Миха поколебался, но — уговор есть уговор.

— Одну двадцатую, ваша светлость, согласно уговору. Меньше — можно, больше запрещаю. — И тут же торопливо добавил:

— Не более одной двадцатой от того количества, которая наличест…вовала на момент заключения устного договора по данной теме.

Мишка приготовился… сам не зная, к чему… типа, как если кровь из вены берут… но абсолютно ничего не почувствовал, а его светлость смотрит на него вполоборота, по-прежнему не сходя с места.

— Востер мальчик Миха. Никак, в стряпчие метишь, в судейские? Все, я извлек договоренное — и его оказалось неожиданно много! Как знать, вполне даже возможно, что ты сумеешь продержаться эту ночь, и Его Величество вынужден будет поститься еще сутки… почти сутки. Но не более. Потому что, мальчик Миха, ты, все-таки, пентюх в колдовской и потусторонней жизни, увесистый — но булыжник, не ограненный опытом и знаниями булыжник, отнюдь не бриллиантовый. Ступай, беги: император обрыскал замок поверху, и теперь он во дворе, у выходной ограды… Опять в подвалы нырнул… Используй же фору свою и, скорее всего, прощай.

— А вопрос можно, ваша светлость? Только он бесплатный.

— Все равно можно, задавай, твое время пошло, ты его тратишь.

— А что с Авралкой сейчас? Ну, она же с императором сцепилась?

— Авралка у себя в луже, на лохмотья порвана, бедняжка вонючая. Не менее трех часов будет пребывать в состоянии 'лоскутья', прежде чем соберется воедино, примет прежний вид, 'зализав' раны. Когда-нибудь и она останется без источника пополнения сил и развоплотится… или попросту будет съедена вечноголодным Его величеством… как и мы все грешные. Тебя раньше, нас позже…

— Не дождетесь! — Мишка выкрикнул эти слова горячо, однако не так убежденно, как бы ему хотелось, но — нет времени дискутировать, Мишка и впрямь чувствовал, что некогда, поэтому поспешил довериться чутью.

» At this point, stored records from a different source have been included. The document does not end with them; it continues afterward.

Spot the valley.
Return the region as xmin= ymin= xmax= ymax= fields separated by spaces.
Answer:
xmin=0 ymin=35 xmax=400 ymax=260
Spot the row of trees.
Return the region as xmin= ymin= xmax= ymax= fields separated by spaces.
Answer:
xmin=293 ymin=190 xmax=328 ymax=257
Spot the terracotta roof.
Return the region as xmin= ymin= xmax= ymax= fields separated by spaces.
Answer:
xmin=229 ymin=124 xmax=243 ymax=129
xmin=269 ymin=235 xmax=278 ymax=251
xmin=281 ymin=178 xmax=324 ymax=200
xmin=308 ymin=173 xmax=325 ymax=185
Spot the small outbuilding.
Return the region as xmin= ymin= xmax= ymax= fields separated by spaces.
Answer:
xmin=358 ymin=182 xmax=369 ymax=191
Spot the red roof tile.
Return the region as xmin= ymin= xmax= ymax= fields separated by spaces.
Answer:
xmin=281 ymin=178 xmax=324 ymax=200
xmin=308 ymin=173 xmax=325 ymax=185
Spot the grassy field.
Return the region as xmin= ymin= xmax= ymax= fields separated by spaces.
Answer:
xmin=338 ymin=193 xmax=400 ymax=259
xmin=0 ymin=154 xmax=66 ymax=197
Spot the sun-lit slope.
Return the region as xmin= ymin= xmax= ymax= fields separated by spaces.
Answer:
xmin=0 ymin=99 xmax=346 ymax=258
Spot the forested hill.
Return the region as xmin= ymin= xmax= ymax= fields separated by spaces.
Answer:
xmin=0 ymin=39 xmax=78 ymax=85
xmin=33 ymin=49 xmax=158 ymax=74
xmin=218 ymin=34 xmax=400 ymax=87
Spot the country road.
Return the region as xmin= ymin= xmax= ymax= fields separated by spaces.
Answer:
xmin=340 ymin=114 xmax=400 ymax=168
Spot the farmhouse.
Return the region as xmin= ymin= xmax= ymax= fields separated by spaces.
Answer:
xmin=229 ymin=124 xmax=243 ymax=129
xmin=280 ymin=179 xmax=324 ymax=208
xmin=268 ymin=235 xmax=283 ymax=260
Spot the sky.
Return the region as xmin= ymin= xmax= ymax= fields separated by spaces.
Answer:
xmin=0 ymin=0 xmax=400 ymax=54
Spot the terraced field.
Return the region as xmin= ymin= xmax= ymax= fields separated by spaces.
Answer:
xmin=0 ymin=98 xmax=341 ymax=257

Беззвучно распахнулись двухстворчатые двери, указывая Мишке дорогу в еще неизведанные дворцовые недра, и Мишка быстрым шагом пошел прочь, не оглядываясь на своего корыстного спасителя, многоболтливого князя Феликса и на витрины с его разношерстным воинством…

Он шел по коридору, очень похожему на те, в которых уже довелось бывать, а сам ощупывал себя мысленно: сколько же у него осталось этих… аурных сил, и как ими пользоваться? И как их пополнять!? Опа! Его засекли! Павлик обнаружил!.. Опять куда-то бежать!..

В 'мирное' время, свободное от смертного ужаса и борьбы за выживание, Мишку очень бы раздражало собственное неумение объяснить самому себе механизмы работы колдовства, которое в нем поселилось, потому что в школе, особенно в старших классах, их настойчиво учили докапываться до причин, до истоков тех или иных изучаемых эффектов и явлений, а тут как раз все наоборот: двери он открывает, не касаясь, Павлика чует, не слыша и не видя, но понять что к чему…

Сквозь стены и потолки идет, наперерез!

Мишка заметался на крохотном пятачке лестничного пролета между этажами: куда теперь!? Преодолевать стены он не умеет. Куда ведет лестница вниз — он не знает и не чует, куда наверх — то же самое!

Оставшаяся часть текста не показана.